In March, we didn’t know the full extent of harms caused by closures. We do now. Report after report makes clear the devastatin­g academic and lifetime opportunit­y losses, especially for the most disadvanta­ged.

The plethora of secondary effects are no less terrible: mental health issues and a rise in child suicides, an increase in online bullying and obesity, a widening chasm between the haves and have nots, vulnerable children falling through the cracks of a system unable to cope, and the loss of basic food security for some children.

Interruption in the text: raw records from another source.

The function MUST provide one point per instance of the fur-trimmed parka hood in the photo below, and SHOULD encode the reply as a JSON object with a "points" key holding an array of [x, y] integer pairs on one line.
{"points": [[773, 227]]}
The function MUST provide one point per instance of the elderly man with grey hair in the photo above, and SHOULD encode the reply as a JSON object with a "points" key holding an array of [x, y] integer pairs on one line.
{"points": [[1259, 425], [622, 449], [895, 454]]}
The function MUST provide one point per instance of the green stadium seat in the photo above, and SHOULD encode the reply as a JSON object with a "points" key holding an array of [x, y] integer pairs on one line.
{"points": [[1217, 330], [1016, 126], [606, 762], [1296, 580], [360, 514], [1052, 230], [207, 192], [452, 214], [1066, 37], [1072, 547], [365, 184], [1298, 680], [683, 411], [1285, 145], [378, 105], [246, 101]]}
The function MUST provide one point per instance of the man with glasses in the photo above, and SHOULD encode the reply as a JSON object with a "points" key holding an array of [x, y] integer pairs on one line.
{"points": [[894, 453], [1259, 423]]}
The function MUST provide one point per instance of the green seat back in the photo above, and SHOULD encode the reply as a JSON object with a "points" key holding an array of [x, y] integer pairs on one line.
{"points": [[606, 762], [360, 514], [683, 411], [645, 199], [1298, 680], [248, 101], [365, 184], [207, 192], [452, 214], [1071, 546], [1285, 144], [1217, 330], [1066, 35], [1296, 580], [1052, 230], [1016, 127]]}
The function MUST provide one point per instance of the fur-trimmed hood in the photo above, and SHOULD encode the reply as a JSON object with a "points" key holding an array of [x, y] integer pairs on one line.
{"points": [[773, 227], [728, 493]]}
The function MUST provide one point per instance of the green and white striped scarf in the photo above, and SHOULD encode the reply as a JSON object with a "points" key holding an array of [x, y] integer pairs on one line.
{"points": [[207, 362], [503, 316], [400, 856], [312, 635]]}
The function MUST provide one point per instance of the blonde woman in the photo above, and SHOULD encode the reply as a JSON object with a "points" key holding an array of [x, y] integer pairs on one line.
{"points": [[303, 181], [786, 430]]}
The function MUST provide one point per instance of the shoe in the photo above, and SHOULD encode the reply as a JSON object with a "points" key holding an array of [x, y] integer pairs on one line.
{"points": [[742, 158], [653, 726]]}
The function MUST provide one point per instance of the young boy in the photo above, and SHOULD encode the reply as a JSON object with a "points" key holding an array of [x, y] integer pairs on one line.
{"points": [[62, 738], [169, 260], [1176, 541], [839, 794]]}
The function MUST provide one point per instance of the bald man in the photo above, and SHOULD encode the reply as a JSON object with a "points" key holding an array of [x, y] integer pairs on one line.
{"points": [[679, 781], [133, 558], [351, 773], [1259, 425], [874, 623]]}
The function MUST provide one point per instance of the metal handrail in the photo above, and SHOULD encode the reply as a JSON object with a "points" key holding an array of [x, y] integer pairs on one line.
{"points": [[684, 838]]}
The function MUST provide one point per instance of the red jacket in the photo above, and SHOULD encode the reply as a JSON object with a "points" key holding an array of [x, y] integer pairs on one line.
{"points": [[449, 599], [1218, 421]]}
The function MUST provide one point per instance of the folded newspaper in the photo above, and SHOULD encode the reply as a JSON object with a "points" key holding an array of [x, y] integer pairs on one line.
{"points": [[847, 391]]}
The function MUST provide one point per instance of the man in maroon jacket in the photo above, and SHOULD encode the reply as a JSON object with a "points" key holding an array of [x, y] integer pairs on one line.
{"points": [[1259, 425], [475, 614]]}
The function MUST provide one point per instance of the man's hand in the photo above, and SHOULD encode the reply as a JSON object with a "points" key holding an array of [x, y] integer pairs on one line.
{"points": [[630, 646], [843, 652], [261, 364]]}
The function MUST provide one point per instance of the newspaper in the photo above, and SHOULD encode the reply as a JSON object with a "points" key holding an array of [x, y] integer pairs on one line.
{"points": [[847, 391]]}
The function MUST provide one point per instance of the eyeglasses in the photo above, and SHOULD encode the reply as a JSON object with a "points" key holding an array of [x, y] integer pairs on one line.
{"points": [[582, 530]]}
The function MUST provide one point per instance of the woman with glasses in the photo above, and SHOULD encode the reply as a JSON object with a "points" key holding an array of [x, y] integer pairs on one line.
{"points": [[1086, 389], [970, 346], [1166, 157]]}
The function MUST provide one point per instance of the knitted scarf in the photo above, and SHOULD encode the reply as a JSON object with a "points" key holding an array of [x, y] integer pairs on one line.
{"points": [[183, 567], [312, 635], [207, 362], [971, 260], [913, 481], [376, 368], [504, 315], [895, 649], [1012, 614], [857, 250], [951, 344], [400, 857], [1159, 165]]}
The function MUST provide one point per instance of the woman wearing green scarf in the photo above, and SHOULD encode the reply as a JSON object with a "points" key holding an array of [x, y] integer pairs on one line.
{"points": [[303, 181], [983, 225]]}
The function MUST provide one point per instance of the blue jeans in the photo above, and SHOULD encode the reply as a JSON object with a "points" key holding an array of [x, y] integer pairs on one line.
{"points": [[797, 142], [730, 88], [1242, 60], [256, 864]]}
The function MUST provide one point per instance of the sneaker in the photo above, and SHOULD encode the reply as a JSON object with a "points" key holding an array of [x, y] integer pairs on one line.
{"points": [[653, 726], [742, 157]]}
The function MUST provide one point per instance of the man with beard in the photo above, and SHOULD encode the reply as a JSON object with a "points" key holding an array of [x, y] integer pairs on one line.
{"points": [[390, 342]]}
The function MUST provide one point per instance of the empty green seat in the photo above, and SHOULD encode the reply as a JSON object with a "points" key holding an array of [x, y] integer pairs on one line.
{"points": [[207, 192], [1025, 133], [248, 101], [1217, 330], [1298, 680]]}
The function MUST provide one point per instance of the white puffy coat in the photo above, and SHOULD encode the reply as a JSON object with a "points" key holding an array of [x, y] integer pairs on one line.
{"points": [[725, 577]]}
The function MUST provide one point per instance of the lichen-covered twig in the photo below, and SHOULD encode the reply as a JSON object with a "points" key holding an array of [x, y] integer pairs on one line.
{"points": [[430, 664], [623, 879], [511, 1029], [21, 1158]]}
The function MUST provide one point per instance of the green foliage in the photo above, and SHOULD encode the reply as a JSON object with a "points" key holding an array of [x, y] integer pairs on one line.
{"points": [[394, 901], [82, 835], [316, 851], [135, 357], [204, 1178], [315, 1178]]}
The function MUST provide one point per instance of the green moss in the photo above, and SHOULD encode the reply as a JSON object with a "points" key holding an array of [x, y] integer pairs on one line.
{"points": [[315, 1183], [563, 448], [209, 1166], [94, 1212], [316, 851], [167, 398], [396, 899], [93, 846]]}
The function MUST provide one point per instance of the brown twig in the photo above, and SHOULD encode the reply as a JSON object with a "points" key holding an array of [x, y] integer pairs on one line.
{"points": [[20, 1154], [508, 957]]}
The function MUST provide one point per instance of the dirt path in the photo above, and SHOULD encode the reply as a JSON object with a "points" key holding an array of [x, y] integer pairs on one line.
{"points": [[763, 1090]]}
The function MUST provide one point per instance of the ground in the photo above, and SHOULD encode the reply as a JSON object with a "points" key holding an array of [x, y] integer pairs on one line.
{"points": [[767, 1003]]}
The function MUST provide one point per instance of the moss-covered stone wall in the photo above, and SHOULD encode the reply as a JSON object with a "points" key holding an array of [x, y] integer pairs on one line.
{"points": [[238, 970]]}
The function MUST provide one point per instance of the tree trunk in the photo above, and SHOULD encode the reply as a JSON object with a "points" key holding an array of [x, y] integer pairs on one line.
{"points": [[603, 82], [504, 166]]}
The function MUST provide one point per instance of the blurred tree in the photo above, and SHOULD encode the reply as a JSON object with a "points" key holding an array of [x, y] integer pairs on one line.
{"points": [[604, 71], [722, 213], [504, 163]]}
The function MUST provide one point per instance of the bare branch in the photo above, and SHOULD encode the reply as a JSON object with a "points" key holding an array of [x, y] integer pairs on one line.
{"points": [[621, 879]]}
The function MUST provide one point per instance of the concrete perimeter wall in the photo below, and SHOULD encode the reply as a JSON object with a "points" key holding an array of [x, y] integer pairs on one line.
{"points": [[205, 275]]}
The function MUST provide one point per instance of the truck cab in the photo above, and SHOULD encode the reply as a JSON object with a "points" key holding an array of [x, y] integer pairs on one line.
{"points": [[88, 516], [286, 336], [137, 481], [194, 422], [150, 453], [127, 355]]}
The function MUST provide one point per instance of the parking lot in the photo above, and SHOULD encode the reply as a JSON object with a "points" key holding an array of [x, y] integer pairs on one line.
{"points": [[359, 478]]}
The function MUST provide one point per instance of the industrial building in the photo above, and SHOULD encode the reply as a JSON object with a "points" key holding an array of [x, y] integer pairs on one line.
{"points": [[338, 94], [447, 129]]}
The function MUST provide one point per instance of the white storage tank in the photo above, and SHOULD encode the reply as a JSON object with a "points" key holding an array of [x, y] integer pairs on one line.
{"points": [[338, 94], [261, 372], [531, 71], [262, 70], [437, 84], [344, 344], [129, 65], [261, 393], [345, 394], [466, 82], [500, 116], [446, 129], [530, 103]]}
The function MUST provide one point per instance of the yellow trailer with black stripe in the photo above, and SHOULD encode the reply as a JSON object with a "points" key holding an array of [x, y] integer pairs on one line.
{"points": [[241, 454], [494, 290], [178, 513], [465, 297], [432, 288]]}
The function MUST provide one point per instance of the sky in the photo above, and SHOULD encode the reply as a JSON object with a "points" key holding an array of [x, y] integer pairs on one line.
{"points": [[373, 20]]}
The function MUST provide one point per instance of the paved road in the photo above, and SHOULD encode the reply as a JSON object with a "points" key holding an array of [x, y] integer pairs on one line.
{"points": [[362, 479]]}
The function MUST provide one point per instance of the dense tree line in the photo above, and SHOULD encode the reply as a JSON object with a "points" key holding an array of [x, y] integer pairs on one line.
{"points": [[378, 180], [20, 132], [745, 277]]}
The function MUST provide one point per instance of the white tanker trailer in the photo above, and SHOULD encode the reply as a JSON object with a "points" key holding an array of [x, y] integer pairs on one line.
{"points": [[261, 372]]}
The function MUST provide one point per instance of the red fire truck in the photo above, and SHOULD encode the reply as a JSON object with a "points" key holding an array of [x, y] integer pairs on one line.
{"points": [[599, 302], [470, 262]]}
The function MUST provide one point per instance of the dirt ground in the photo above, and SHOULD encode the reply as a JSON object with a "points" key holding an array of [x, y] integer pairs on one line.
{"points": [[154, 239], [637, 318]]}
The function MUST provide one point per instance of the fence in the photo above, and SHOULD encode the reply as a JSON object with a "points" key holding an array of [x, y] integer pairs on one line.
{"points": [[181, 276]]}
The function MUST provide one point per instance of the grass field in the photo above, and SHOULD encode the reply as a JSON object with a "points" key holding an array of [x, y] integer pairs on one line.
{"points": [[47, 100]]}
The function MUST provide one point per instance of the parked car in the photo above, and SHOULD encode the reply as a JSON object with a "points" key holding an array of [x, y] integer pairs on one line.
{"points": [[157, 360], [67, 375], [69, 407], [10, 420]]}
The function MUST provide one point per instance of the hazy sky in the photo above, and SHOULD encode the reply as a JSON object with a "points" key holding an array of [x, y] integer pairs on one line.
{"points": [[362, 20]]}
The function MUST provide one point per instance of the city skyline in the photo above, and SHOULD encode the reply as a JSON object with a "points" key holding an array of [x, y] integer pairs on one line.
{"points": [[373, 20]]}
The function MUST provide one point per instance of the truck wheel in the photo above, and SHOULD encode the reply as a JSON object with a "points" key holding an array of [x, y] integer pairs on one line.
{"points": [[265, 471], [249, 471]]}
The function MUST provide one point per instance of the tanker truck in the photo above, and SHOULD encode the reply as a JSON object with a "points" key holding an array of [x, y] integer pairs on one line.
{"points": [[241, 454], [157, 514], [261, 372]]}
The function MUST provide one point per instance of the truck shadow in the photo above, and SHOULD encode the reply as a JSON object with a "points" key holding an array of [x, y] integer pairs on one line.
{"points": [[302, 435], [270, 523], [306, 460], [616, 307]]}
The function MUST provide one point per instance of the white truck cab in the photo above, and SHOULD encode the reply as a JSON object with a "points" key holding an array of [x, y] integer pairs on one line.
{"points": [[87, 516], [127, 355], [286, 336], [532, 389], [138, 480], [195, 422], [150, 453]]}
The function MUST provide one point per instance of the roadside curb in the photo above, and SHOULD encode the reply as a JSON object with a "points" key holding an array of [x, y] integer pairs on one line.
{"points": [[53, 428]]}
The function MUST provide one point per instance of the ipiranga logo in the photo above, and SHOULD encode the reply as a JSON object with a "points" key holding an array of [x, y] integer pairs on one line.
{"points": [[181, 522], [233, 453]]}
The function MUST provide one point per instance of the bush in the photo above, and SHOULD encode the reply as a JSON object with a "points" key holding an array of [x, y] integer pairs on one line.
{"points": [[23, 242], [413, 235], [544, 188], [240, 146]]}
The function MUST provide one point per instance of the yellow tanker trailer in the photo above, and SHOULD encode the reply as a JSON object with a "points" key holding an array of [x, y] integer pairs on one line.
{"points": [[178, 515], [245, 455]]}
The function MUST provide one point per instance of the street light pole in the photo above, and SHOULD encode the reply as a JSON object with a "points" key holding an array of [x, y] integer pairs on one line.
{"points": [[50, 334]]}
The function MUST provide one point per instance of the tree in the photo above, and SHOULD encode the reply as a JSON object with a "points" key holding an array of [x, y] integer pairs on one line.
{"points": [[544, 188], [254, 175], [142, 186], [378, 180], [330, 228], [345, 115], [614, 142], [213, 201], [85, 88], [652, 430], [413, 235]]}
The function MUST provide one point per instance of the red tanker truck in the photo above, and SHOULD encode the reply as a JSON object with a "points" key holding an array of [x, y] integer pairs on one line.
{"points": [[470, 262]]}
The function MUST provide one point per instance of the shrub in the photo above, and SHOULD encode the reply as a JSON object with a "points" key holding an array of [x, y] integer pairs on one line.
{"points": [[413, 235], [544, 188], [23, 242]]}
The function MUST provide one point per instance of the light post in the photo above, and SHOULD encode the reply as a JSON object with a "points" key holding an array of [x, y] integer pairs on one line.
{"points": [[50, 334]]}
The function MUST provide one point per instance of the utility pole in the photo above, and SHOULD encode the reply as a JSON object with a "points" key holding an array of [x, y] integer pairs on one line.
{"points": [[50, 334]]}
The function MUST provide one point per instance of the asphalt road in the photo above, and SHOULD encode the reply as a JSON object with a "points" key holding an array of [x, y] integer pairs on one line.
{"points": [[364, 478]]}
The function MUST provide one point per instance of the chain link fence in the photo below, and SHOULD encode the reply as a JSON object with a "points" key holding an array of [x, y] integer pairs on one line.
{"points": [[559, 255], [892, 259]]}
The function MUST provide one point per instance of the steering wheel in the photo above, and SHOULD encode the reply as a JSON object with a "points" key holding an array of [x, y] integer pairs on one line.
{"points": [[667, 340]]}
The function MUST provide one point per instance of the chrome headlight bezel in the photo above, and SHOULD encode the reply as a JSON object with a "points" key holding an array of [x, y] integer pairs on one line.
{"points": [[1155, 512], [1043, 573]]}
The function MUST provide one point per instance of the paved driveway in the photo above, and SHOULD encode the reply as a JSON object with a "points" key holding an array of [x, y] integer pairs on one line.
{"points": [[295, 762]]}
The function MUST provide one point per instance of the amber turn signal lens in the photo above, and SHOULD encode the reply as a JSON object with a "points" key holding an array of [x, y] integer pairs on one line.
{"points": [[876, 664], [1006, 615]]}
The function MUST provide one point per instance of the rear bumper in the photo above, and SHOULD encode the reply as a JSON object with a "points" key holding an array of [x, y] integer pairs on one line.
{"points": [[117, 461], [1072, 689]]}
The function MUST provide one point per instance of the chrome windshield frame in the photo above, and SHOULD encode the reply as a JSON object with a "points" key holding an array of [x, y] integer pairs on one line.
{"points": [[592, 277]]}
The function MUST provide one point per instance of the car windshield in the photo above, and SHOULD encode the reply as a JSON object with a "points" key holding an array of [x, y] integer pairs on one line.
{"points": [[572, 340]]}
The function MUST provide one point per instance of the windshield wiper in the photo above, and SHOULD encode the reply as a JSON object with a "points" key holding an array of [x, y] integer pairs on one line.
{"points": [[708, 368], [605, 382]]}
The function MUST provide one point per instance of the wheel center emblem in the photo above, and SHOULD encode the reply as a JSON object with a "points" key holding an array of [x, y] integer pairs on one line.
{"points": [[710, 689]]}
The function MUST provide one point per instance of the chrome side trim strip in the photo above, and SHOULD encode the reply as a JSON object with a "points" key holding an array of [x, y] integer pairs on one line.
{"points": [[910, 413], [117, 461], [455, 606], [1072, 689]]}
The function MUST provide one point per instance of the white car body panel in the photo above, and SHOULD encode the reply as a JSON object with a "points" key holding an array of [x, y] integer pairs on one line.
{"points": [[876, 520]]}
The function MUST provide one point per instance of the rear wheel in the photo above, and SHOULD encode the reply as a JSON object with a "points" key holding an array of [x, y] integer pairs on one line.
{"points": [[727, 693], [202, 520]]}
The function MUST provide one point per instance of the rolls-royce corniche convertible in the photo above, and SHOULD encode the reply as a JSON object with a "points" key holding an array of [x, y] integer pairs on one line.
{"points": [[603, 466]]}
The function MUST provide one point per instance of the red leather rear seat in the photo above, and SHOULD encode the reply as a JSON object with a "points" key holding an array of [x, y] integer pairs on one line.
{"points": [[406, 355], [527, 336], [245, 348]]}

Unicef is unequivoca­l: “the benefits of keeping schools open far outweigh the costs of closing them, and nationwide closures of schools should be avoided at all costs”. The impacts are so severe that Sage members have warned that school closures risk this generation becoming “the lost generation”.

These are real, proven harms. They should lead to a clear statement of intent from ministers: whether or not children are spreaders, they should be in school. But instead parents are left fearful. So far the Government’s response to Covid-19 has prioritise­d the elderly and vulnerable. That might have been justifiabl­e at the start of the pandemic, but now the balance of harms is known, the need to reprioriti­se is clear. It would be unforgivab­le to close schools. Whatever it takes, we need certainty that it will never happen again.